When I meet an Indian from India, for example, I instinctively feel comfortable because I have many Indian Singaporean friends (the irony, of course, is that the Indian from India might not reciprocate my feelings, not having grown up with the Chinese).

Or could my discomfort be that there are so many 'types' of Caucasians - Americans, Australians, Brits, New Zealanders - all with their own codes of behaviour that I don't even know where or how to begin to communicate?

Or maybe their tendency to insist on their rights scares me?

As a Caucasian colleague herself notes: 'Caucasians take things so personally and the 'I am an Individual' schtick must be a pain to deal with if you come from a culture of doing things collectively and not making people look stupid in front of others.'

Whatever the case, I do realise that the loss is mine.

If only I weren't so wary, I'm sure there are friendships to be made.

IT'S one of the sad facts of life that there will always be people who believe in a hierarchy of race - and they don't even necessarily place their own at the pinnacle.

Most of the time, people keep a lid on their prejudices, but when under stress will lash out at those they have the least common ground with.

But race is a complex thing.
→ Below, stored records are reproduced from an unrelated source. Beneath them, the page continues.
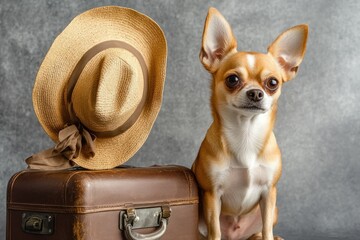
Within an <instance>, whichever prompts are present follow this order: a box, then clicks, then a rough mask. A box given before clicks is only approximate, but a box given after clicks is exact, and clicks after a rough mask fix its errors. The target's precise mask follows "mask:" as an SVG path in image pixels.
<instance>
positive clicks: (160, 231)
mask: <svg viewBox="0 0 360 240" xmlns="http://www.w3.org/2000/svg"><path fill="white" fill-rule="evenodd" d="M198 201H199V200H198V189H197V185H196V182H195V179H194V176H193V174H192V172H191V171H190V170H189V169H187V168H185V167H181V166H154V167H146V168H132V167H127V168H116V169H112V170H101V171H88V170H84V169H69V170H59V171H40V170H24V171H21V172H19V173H17V174H15V175H14V176H13V177H12V178H11V179H10V181H9V183H8V192H7V233H6V238H7V240H33V239H34V240H35V239H36V240H39V239H48V240H56V239H58V240H67V239H75V240H80V239H81V240H90V239H91V240H107V239H109V240H110V239H111V240H117V239H148V240H151V239H169V240H180V239H181V240H192V239H197V223H198Z"/></svg>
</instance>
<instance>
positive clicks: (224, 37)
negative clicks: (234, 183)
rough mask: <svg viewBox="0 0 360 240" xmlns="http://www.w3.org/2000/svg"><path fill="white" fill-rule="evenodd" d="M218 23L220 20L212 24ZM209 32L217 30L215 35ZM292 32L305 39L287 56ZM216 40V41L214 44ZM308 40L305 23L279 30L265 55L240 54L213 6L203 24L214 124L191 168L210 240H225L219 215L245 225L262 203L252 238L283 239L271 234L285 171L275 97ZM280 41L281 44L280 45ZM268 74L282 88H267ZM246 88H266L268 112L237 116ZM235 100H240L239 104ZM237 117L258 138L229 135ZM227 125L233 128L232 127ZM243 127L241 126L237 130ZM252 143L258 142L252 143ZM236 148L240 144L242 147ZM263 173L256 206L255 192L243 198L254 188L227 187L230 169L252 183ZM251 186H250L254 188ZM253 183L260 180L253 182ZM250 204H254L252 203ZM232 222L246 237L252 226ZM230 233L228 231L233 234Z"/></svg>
mask: <svg viewBox="0 0 360 240" xmlns="http://www.w3.org/2000/svg"><path fill="white" fill-rule="evenodd" d="M211 21H212V22H211ZM214 22H216V24H213V23H214ZM224 29H225V30H224ZM210 34H214V35H215V37H214V36H212V35H210ZM223 35H224V36H223ZM289 35H291V37H293V35H294V36H295V37H297V38H299V39H300V41H301V37H302V42H301V46H299V49H290V50H291V51H289V52H290V53H292V54H293V55H290V56H287V55H286V54H287V52H286V51H285V52H284V51H283V50H282V49H283V48H284V47H287V45H289V46H290V45H291V44H289V43H288V41H289V40H288V39H287V38H289V37H288V36H289ZM222 38H224V39H225V40H224V39H222ZM293 38H294V37H293ZM214 39H215V40H216V41H218V42H217V43H214V42H213V41H214ZM289 39H291V38H289ZM306 39H307V26H306V25H300V26H297V27H294V28H291V29H289V30H288V31H286V32H284V33H283V34H281V35H280V36H279V37H278V38H277V39H276V40H275V41H274V43H273V44H272V45H270V47H269V48H268V49H269V52H268V53H267V54H263V53H256V52H237V50H236V45H237V43H236V40H235V38H234V36H233V33H232V30H231V28H230V26H229V25H228V23H227V22H226V20H225V19H224V18H223V17H222V15H221V14H220V13H219V12H218V11H217V10H216V9H214V8H211V9H210V10H209V13H208V16H207V18H206V22H205V27H204V33H203V41H202V44H203V46H202V49H201V51H200V60H201V62H202V63H203V65H204V67H205V68H206V69H207V70H208V71H209V72H210V73H211V74H212V84H211V90H212V95H211V109H212V116H213V123H212V124H211V126H210V128H209V130H208V132H207V134H206V136H205V139H204V141H203V142H202V144H201V147H200V150H199V153H198V156H197V158H196V160H195V162H194V164H193V166H192V170H193V172H194V173H195V175H196V178H197V180H198V183H199V186H200V189H201V198H202V206H203V208H202V210H203V211H202V217H203V219H204V222H205V224H206V229H207V235H208V236H207V239H210V240H213V239H216V240H219V239H221V237H222V236H221V230H220V228H221V226H220V224H221V223H220V220H219V219H220V215H222V214H226V216H234V219H239V220H238V222H239V223H242V222H245V223H247V221H248V220H247V218H249V217H247V216H252V215H251V214H253V216H255V215H254V214H255V212H254V211H256V209H259V206H260V211H261V221H260V223H261V224H262V225H261V226H262V231H260V232H253V233H251V235H250V236H249V238H248V239H250V240H254V239H264V240H274V239H276V240H280V239H281V238H280V237H275V238H274V237H273V232H272V228H273V226H274V225H275V224H276V223H277V220H278V213H277V208H276V184H277V182H278V181H279V179H280V175H281V153H280V149H279V147H278V145H277V143H276V139H275V135H274V133H273V128H274V124H275V118H276V112H277V100H278V98H279V96H280V94H281V86H282V84H283V83H284V82H286V81H288V80H290V79H291V78H293V77H294V76H295V74H296V72H297V70H298V66H299V64H300V63H301V60H302V58H303V57H304V53H305V49H306ZM279 44H280V46H278V45H279ZM249 54H251V56H250V57H247V56H248V55H249ZM249 59H250V60H249ZM231 75H236V76H238V77H239V78H240V79H241V84H239V85H237V86H236V87H234V88H231V89H229V87H226V86H225V84H224V81H225V80H226V79H227V78H228V77H229V76H231ZM269 78H276V79H277V80H278V82H279V86H278V89H276V90H275V91H273V90H269V88H267V87H266V86H265V85H266V83H267V81H268V79H269ZM248 88H249V89H250V88H256V89H262V90H263V92H264V94H266V96H267V98H268V99H270V100H269V101H272V102H271V107H270V108H269V109H267V110H266V111H265V112H264V113H261V114H263V115H262V117H261V118H258V117H257V116H258V115H260V114H258V113H256V114H254V116H253V115H251V114H252V113H249V116H248V115H247V113H246V114H245V115H242V112H241V111H243V110H239V114H238V113H237V112H236V111H237V110H236V108H234V107H233V106H231V104H230V102H231V101H233V99H237V98H236V97H238V96H240V94H243V93H244V92H243V91H248ZM229 99H230V100H231V101H230V100H229ZM264 101H265V100H264ZM235 103H236V104H237V102H235ZM232 105H234V104H232ZM235 107H237V106H235ZM240 107H241V106H240ZM225 108H226V109H225ZM232 108H234V110H228V109H232ZM232 111H233V112H234V113H233V112H232ZM237 114H238V115H237ZM233 116H235V118H233ZM231 119H233V120H231ZM243 119H245V120H243ZM253 119H260V120H258V122H259V121H260V122H259V123H258V124H263V125H264V126H263V127H262V128H261V129H260V130H259V129H258V126H254V125H253V124H252V121H255V120H253ZM236 121H239V123H240V124H241V123H249V122H250V125H249V126H250V127H249V129H254V130H251V131H250V130H249V131H248V132H249V133H256V134H257V136H255V137H257V138H256V139H255V140H251V139H250V138H251V136H249V140H247V138H246V136H245V137H244V136H240V135H239V138H234V137H233V136H232V135H231V134H232V131H237V128H234V129H233V128H231V127H233V126H236V124H237V123H236ZM229 124H230V125H229ZM225 125H226V126H227V127H226V126H225ZM229 126H230V130H228V128H229ZM261 126H262V125H261ZM259 127H260V126H259ZM241 128H242V126H241V125H239V129H241ZM231 129H233V130H231ZM245 130H247V128H245ZM229 134H230V135H229ZM240 134H241V132H240ZM234 139H243V141H245V143H246V144H247V145H249V147H251V149H255V150H247V149H245V150H241V148H242V145H241V144H240V145H239V143H236V142H233V141H234ZM236 141H237V140H236ZM239 141H240V140H239ZM252 141H253V142H254V143H252ZM234 146H235V150H234ZM236 146H239V147H240V150H239V151H238V150H237V148H236ZM253 153H254V154H256V159H255V162H254V161H253V159H252V158H251V156H252V154H253ZM239 154H240V155H239ZM249 154H250V155H249ZM244 156H245V157H244ZM247 156H249V157H247ZM243 158H245V159H243ZM247 158H249V159H247ZM242 164H252V165H251V166H253V164H255V165H254V166H255V167H256V166H258V167H257V168H258V170H256V169H257V168H244V166H245V165H244V166H243V165H242ZM241 169H243V170H241ZM261 171H264V173H266V174H267V175H266V176H268V177H270V179H268V177H264V176H260V175H257V176H256V177H257V178H256V179H258V181H261V182H262V181H265V182H264V183H259V184H260V185H259V186H260V187H264V189H265V190H262V191H261V192H259V194H260V195H259V196H258V199H259V200H258V201H257V202H254V204H252V202H253V201H254V199H256V197H257V195H256V194H255V195H250V196H252V197H253V198H254V199H253V198H250V199H246V198H245V196H249V195H246V194H248V193H249V191H250V190H251V189H244V192H242V191H241V189H240V191H238V190H236V189H234V193H233V192H232V191H230V190H229V187H233V184H234V183H231V182H232V180H231V179H229V177H230V176H232V173H235V174H236V173H237V172H239V173H241V174H245V175H243V177H245V178H244V179H245V180H246V179H248V180H247V181H250V180H251V178H249V177H250V175H251V174H255V173H257V172H259V173H260V172H261ZM247 172H248V173H247ZM248 174H250V175H248ZM234 176H237V178H236V179H234V181H235V183H237V182H238V183H240V184H241V181H243V180H241V179H242V178H241V176H242V175H241V176H240V175H239V176H240V177H239V176H238V175H234ZM249 179H250V180H249ZM256 179H255V180H256ZM245 180H244V181H245ZM239 181H240V182H239ZM252 181H253V180H252ZM252 184H254V183H252ZM252 184H250V185H246V186H249V187H251V186H252ZM255 184H257V183H256V182H255ZM236 191H238V194H243V193H244V194H245V195H244V196H243V199H242V200H243V202H244V201H245V202H246V203H247V204H248V205H246V206H245V205H244V206H242V205H241V202H238V203H236V202H234V201H236V200H234V199H233V197H234V196H237V195H236ZM225 194H227V195H225ZM239 196H242V195H239ZM225 200H226V201H225ZM224 201H225V202H224ZM239 201H240V199H239ZM249 203H250V204H252V205H249ZM257 211H259V210H257ZM253 212H254V213H253ZM230 218H231V217H230ZM249 219H250V218H249ZM251 219H253V217H251ZM249 221H250V220H249ZM230 224H235V225H233V226H235V230H234V231H233V232H234V235H235V236H239V239H243V238H242V237H244V236H247V235H246V234H249V231H250V230H249V231H248V232H246V229H245V230H244V231H245V233H244V234H243V235H241V233H240V230H239V229H238V230H236V228H241V226H237V225H236V224H237V222H236V221H235V220H234V222H233V223H230ZM257 224H259V222H257ZM231 226H232V225H231ZM236 231H238V232H239V233H237V232H236ZM250 232H251V231H250ZM231 233H232V232H231V231H230V233H229V234H231ZM236 234H238V235H236ZM229 236H230V235H229ZM223 237H224V236H223ZM229 239H232V240H233V239H235V238H230V237H229Z"/></svg>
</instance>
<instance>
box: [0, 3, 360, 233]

While being too dissimilar can bring problems, so can being of the same race.

Take the way Chinese Singaporeans view the Chinese from China.
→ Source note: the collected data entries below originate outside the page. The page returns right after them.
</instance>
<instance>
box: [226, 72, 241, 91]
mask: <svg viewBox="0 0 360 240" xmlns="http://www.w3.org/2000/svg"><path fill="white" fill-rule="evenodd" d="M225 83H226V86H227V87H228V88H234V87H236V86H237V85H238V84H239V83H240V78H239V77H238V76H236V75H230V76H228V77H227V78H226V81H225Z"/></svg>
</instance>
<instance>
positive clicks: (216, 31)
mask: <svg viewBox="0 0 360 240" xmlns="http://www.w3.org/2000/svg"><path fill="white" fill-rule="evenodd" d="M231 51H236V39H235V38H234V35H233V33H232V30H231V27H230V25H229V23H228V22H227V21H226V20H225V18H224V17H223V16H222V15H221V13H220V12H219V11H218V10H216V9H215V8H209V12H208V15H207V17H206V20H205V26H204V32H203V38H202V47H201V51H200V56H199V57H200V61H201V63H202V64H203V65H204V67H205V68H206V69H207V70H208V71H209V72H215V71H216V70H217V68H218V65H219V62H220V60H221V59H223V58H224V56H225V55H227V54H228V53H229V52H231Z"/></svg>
Twenty years ago when China was impoverished, many Singaporeans either took pity or looked down on their mainland cousins.

Ten years ago when they started coming here in droves, especially the women, Singaporeans started resenting them.

Now, with China prospering and the Chinese making billionaire lists, the tide has turned. They are admired, feared and even envied.

So what is to become of Singapore as more foreigners make their home here? Will society change and will race be an issue?

Given how so many Singaporeans buy into multicultural tolerance, my bet is on how it won't, although the concern about whether foreigners are taking away jobs from Singaporeans is another matter.

Every once in a while, tempers will flare and base thoughts will flash in people's heads. I've no doubt that the motorist last week saw me as a 'stupid local'.

But in the end, that run-in - like so many quarrels between people of different races, or even the same - wasn't about race.

We were just two stupid motorists, from the same human race.